You also get flexibility. If you decide to change the way statuses look so that the .media module no longer applies, just remove that @extend call and your done! No combing through your HTML to remove .media classes.

Sharp eyes might have noticed that I used a slightly modified version of the .media module. That goes back to not having access to the DOM when using Javascript components…

OOSass makes styling Javascript components easy.

The biggest problem I have with OOCSS is it assumes you have complete control over the DOM and can add classes to it. That’s not always true! When you’re rendering Javascript components (or using someone else’s), you can only touch the top-most element of the component.

If you attach a DropdownView to your .user-dropdown element, you could add a .media class to .user-dropdown. But there’s no way to add classes to the dropdown’s .button or any of its .menu-item‘s because you have no control over the DOM inside that component.

With Sass placeholders, that’s not a problem:

.dropdown
  // Normal styles for every dropdown...

.user-dropdown
  // Extra styles for user-specific dropdowns...
  .menu-item
    @extend %media

You’d have to do uncouth things to get that to work with pure CSS classes: reaching into components and destroying their encapsulation, or using some sort of horrific string-based className API. But with Sass patterns you can easily augment DOM elements that you have no direct control of.

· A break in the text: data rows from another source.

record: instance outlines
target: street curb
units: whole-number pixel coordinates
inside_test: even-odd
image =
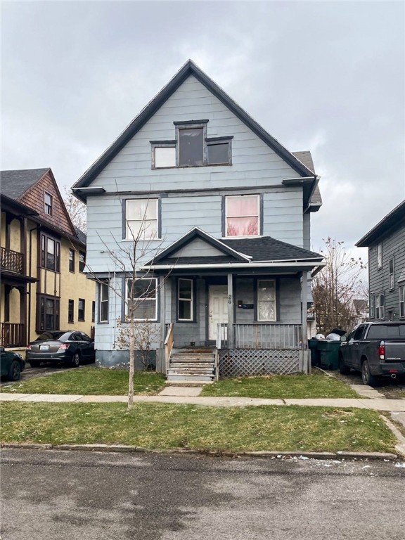
[[[217,457],[278,458],[284,459],[288,459],[289,458],[300,458],[304,459],[382,459],[384,461],[392,461],[401,457],[396,454],[389,454],[387,452],[276,452],[266,450],[232,452],[231,451],[221,450],[191,450],[184,448],[159,450],[148,449],[143,446],[133,446],[127,444],[19,444],[13,442],[5,442],[1,443],[0,446],[1,448],[20,448],[34,450],[79,450],[91,452],[126,452],[167,454],[192,454]]]

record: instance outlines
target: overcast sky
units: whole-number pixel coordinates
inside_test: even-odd
[[[191,58],[288,150],[311,150],[312,249],[351,249],[405,198],[404,8],[3,1],[1,169],[50,167],[70,187]]]

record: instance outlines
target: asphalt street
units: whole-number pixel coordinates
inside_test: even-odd
[[[405,463],[4,449],[2,540],[404,540]]]

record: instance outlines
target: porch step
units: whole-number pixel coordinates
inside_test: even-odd
[[[167,376],[167,380],[170,382],[181,382],[181,381],[187,381],[190,382],[198,382],[198,383],[204,383],[204,382],[212,382],[212,377],[210,375],[170,375]]]
[[[167,382],[212,382],[215,352],[212,349],[174,349],[167,370]]]

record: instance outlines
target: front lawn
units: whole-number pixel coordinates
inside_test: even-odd
[[[271,399],[359,397],[347,385],[322,372],[221,379],[204,387],[202,396]]]
[[[136,371],[134,392],[153,395],[165,386],[165,378],[151,371]],[[128,392],[128,371],[95,366],[70,369],[4,386],[1,392],[21,394],[73,394],[123,396]]]
[[[122,444],[213,451],[395,452],[373,411],[294,406],[1,404],[2,442]]]

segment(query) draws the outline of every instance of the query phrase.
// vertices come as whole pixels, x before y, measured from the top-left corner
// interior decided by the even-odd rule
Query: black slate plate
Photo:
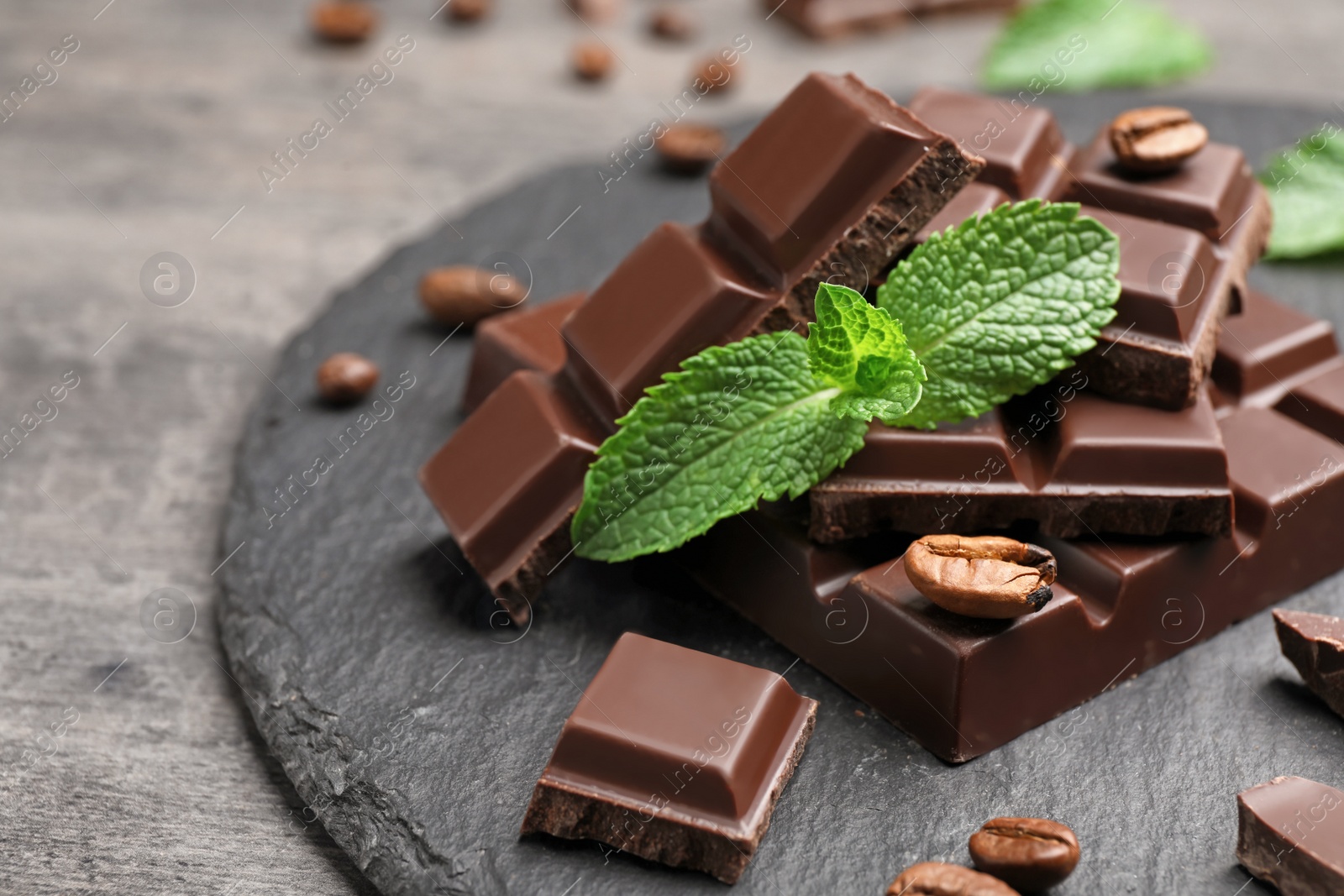
[[[1148,98],[1043,101],[1083,141]],[[1255,161],[1321,121],[1188,105]],[[223,568],[224,649],[298,793],[384,892],[724,892],[702,875],[607,858],[594,844],[517,838],[560,724],[628,629],[788,670],[821,701],[816,736],[738,893],[875,895],[915,861],[965,861],[972,830],[1016,814],[1078,832],[1083,860],[1059,893],[1232,896],[1247,881],[1234,857],[1234,794],[1285,774],[1344,783],[1344,723],[1278,656],[1267,614],[961,767],[863,715],[665,563],[573,563],[555,574],[530,630],[492,626],[503,615],[478,609],[482,588],[415,482],[461,420],[472,343],[465,332],[445,343],[414,286],[430,266],[513,253],[536,298],[589,287],[659,222],[706,211],[703,181],[664,176],[652,157],[606,192],[595,169],[546,172],[337,296],[285,349],[239,450],[222,547],[246,544]],[[1262,266],[1253,279],[1344,324],[1336,262]],[[340,349],[374,357],[384,383],[406,371],[414,384],[395,403],[323,408],[313,368]],[[341,441],[348,426],[358,438]],[[314,469],[319,455],[331,469]],[[282,516],[277,489],[292,496]],[[1289,603],[1344,611],[1341,584],[1337,576]],[[1050,670],[1031,670],[1021,686],[1039,674]]]

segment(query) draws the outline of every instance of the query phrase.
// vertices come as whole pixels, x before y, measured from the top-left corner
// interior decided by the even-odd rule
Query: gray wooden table
[[[0,93],[66,46],[0,122],[0,434],[23,433],[0,447],[0,892],[368,892],[267,758],[216,638],[214,574],[247,549],[219,544],[220,508],[277,347],[390,247],[540,167],[620,148],[696,51],[751,40],[737,89],[703,106],[712,120],[810,69],[898,93],[966,86],[995,28],[941,19],[814,46],[754,1],[684,0],[706,27],[677,48],[645,39],[648,4],[629,0],[601,28],[616,77],[583,87],[566,58],[589,31],[559,0],[499,4],[468,31],[431,19],[434,0],[383,0],[382,30],[351,50],[312,44],[297,3],[0,9]],[[1219,51],[1180,90],[1322,116],[1344,99],[1333,0],[1171,5]],[[391,79],[375,73],[263,183],[271,153],[332,121],[324,103],[402,35],[414,47]],[[161,253],[180,257],[176,281]]]

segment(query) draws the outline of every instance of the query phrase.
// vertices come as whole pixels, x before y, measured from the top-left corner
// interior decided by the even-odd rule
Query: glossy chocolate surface
[[[628,631],[566,720],[523,833],[590,837],[731,883],[816,709],[777,673]],[[621,823],[589,823],[601,815]]]
[[[564,322],[564,376],[603,420],[624,416],[669,368],[742,339],[780,301],[699,235],[663,224]]]
[[[560,325],[583,304],[587,293],[570,293],[542,305],[488,317],[476,325],[472,369],[462,392],[462,410],[480,407],[515,371],[555,373],[564,367]]]
[[[1344,892],[1344,793],[1275,778],[1236,794],[1236,860],[1284,896]]]
[[[1333,388],[1344,406],[1344,383]],[[688,567],[926,748],[961,762],[1344,566],[1344,445],[1322,434],[1325,416],[1309,427],[1271,408],[1227,406],[1218,429],[1235,496],[1231,535],[1040,539],[1059,562],[1055,598],[1015,621],[929,603],[905,579],[910,536],[896,533],[818,545],[755,514],[692,543]],[[1051,674],[1020,686],[1024,670],[1039,669]]]
[[[1231,532],[1223,438],[1207,395],[1160,411],[1079,391],[1066,375],[937,430],[871,424],[810,493],[810,535],[974,533],[1020,520],[1063,537]]]

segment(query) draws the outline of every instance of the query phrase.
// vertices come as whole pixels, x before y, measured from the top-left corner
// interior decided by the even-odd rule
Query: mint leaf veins
[[[1192,27],[1148,0],[1042,0],[1004,24],[981,77],[991,90],[1140,87],[1208,67],[1212,51]]]
[[[1077,204],[1030,200],[931,236],[878,308],[821,283],[806,340],[707,348],[617,420],[583,480],[574,552],[671,551],[761,500],[800,497],[874,419],[931,427],[1044,383],[1114,317],[1118,267],[1120,240]]]

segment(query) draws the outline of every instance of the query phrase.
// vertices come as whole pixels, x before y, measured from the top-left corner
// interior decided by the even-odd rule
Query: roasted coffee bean
[[[708,125],[672,125],[653,140],[664,168],[695,173],[704,171],[723,153],[723,132]]]
[[[574,47],[574,74],[583,81],[602,81],[612,71],[612,51],[597,40]]]
[[[943,610],[1011,619],[1050,602],[1055,555],[997,535],[926,535],[906,549],[910,583]]]
[[[993,818],[970,836],[970,861],[1016,889],[1048,889],[1078,866],[1078,838],[1046,818]]]
[[[660,7],[649,16],[649,31],[664,40],[689,40],[695,36],[695,20],[681,9]]]
[[[448,4],[448,15],[450,15],[454,21],[480,21],[491,13],[492,7],[493,4],[491,0],[453,0]]]
[[[508,274],[469,265],[435,267],[421,279],[419,293],[425,309],[444,324],[474,324],[527,298],[523,285]]]
[[[317,394],[333,404],[356,402],[378,382],[378,364],[355,352],[337,352],[317,368]]]
[[[887,896],[1017,896],[1017,891],[961,865],[919,862],[891,881]]]
[[[723,54],[710,56],[695,67],[691,77],[691,86],[696,93],[718,93],[727,90],[737,77],[737,64],[730,64]]]
[[[328,43],[359,43],[378,27],[378,13],[356,0],[324,0],[312,11],[313,34]]]
[[[1129,171],[1175,171],[1207,142],[1204,125],[1173,106],[1130,109],[1110,122],[1110,145]]]

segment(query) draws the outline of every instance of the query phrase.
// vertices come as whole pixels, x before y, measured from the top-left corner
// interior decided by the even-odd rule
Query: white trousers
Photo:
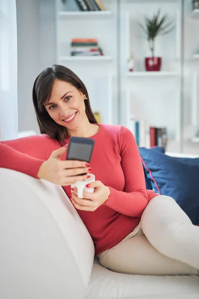
[[[158,195],[133,231],[98,256],[103,266],[121,273],[199,275],[199,227],[174,199]]]

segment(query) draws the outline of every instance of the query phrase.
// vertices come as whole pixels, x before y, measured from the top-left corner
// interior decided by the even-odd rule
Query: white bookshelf
[[[160,71],[160,72],[127,72],[126,75],[128,77],[173,77],[173,76],[179,76],[180,74],[177,72],[167,72],[167,71]]]
[[[55,2],[57,63],[69,67],[83,81],[92,109],[100,113],[102,122],[117,124],[117,105],[112,105],[118,88],[116,2],[102,1],[105,10],[81,11],[74,10],[73,0]],[[71,56],[73,38],[97,38],[103,55]]]
[[[59,58],[59,60],[64,61],[111,61],[112,57],[105,55],[101,56],[61,56]]]
[[[102,10],[100,11],[59,11],[58,15],[67,17],[85,17],[90,16],[103,17],[112,15],[110,10]]]
[[[191,17],[193,18],[199,18],[199,9],[194,9],[191,14]]]
[[[117,6],[117,1],[102,0],[106,10],[100,11],[66,11],[61,0],[56,1],[57,3],[59,2],[56,13],[57,61],[71,68],[84,82],[86,81],[89,86],[92,105],[95,110],[99,105],[103,122],[130,126],[131,114],[136,118],[136,118],[140,118],[143,110],[145,110],[145,117],[148,117],[147,120],[150,122],[151,126],[168,128],[169,150],[179,151],[182,143],[182,130],[186,132],[188,131],[185,126],[191,125],[195,130],[198,125],[197,60],[199,62],[199,53],[193,55],[193,53],[197,52],[199,40],[196,35],[198,22],[192,18],[199,18],[199,9],[191,12],[191,0],[188,1],[189,3],[186,1],[185,3],[185,33],[182,31],[180,0],[120,0],[119,6]],[[143,20],[144,15],[151,15],[157,12],[159,8],[162,13],[168,13],[172,19],[175,20],[176,28],[168,35],[158,37],[156,41],[155,56],[162,58],[161,71],[147,72],[145,70],[144,58],[151,54],[146,37],[140,27],[138,29],[136,23]],[[180,79],[182,38],[184,34],[187,34],[185,36],[185,57],[188,73],[192,74],[195,71],[196,73],[194,77],[188,75],[189,83],[186,77],[187,73],[185,72],[184,74],[184,81],[187,86],[186,96],[183,103]],[[192,35],[195,36],[194,38]],[[70,56],[70,43],[73,38],[98,38],[104,55]],[[133,72],[128,71],[127,59],[131,54],[134,59]],[[192,62],[189,58],[191,57]],[[88,81],[91,74],[93,77],[91,79],[92,84]],[[106,98],[105,100],[103,99],[102,105],[98,103],[100,99],[95,99],[96,90],[100,90],[99,85],[95,83],[98,81],[99,83],[100,82],[101,89],[101,86],[105,87],[104,95],[101,94],[101,97]],[[185,90],[183,91],[184,93]],[[133,101],[136,104],[132,108]],[[185,117],[182,115],[182,105],[185,105],[185,103],[187,103],[184,107],[187,115],[186,120],[183,122],[182,118]],[[119,113],[117,113],[118,111]],[[118,122],[116,120],[117,115],[120,116]],[[194,136],[194,132],[192,131],[186,136],[186,140],[189,140],[191,148],[192,145],[193,148],[197,147],[197,145],[194,145],[190,141]]]
[[[199,137],[193,137],[191,139],[191,141],[194,143],[199,144]]]

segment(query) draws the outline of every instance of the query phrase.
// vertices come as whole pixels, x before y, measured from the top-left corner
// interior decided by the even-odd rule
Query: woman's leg
[[[158,251],[199,269],[199,227],[174,199],[165,195],[153,198],[142,214],[141,226]]]
[[[145,236],[133,237],[99,255],[100,263],[112,271],[142,275],[197,275],[198,270],[160,253]]]

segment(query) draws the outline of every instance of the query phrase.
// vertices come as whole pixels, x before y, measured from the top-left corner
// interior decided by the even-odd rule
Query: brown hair
[[[71,70],[57,64],[44,69],[36,78],[32,90],[32,99],[37,122],[41,134],[47,134],[52,139],[56,139],[62,145],[67,136],[67,129],[57,124],[46,111],[44,103],[50,98],[55,79],[65,81],[75,86],[87,98],[84,101],[86,114],[91,124],[97,124],[91,110],[87,90],[83,82]]]

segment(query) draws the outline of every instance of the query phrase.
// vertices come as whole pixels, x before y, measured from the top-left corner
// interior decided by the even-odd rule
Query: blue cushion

Okay, okay, get to the examples!

I love reading through other people’s CSS patterns, so I figured I’d share some of my own. Here are some of the patterns I use all over Segment:

Lip

This is an Apple-style separator, creating a lip above the content underneath it. (Notice I also have %reversed-lip for handling a lip in the opposite direction.)

%lip
  clear: both
  display: block
  height: 5px
  background: url('/public/images/patterns/lip/lip.png') no-repeat
  background-size: 100% 100%

%reversed-lip
  @extend %lip
  background-image: url('/public/images/patterns/lip/reversed-lip.png')

Valley

This just adds two lips to the top and bottom of an element to make it feel like it is recessed into the area around it.

%valley
  position: relative
  overflow: hidden

  &::before,
  &::after
    content: ''
    position: absolute
    left: 0
    right: 0
  &::before
    @extend %lip
    top: 0
  &::after
    @extend %reversed-lip
    bottom: 0

Plane

A very simple, rounded-corner box. These are the backbone for all of the colored planes on Segment.

%plan
  box-shadow: 0 2px 5px rgba($black, .1)
  border-radius: $border-radius-medium

%white-plane
  @extend %plane
  background-color: $white

%off-white-plan
  @extend %plane
  background-color: $off-white

...

Seam

You know those borders people make by putting a black line and a white line together and making them translucent? I call that a seam.

%seam
  clear: both
  display: block
  height: 0px
  border-top: 1px solid rgba($black, .12)
  border-bottom: 1px solid rgba($white, .15)

Well

Similar to a valley, this is just a depression in the page, for things like <code> samples. (It’s actually really similar to the code samples on this blog.)

%well
  box-shadow: inset 0 1px 5px rgba($black, .14)
  border-radius: $border-radius-medium

%off-white-well
  @extend %well
  background-color: $off-white

%light-gray-well
  @extend %well
  background-color: $light-gray

...

Now it’s your turn.

Hopefully that gives you a good idea what patterns can be and how to use them in your CSS components. They’re everywhere.

They should only do one thing, and they should do it well. Harry Roberts mentions that you should keep their names vague and non-semantic. That forces you to make them abstract so that you can use them all over the place. And you can always build patterns on top of each other, like I’ve done in the valley example.

If you have similar patterns of your own, I’d love to see ‘em!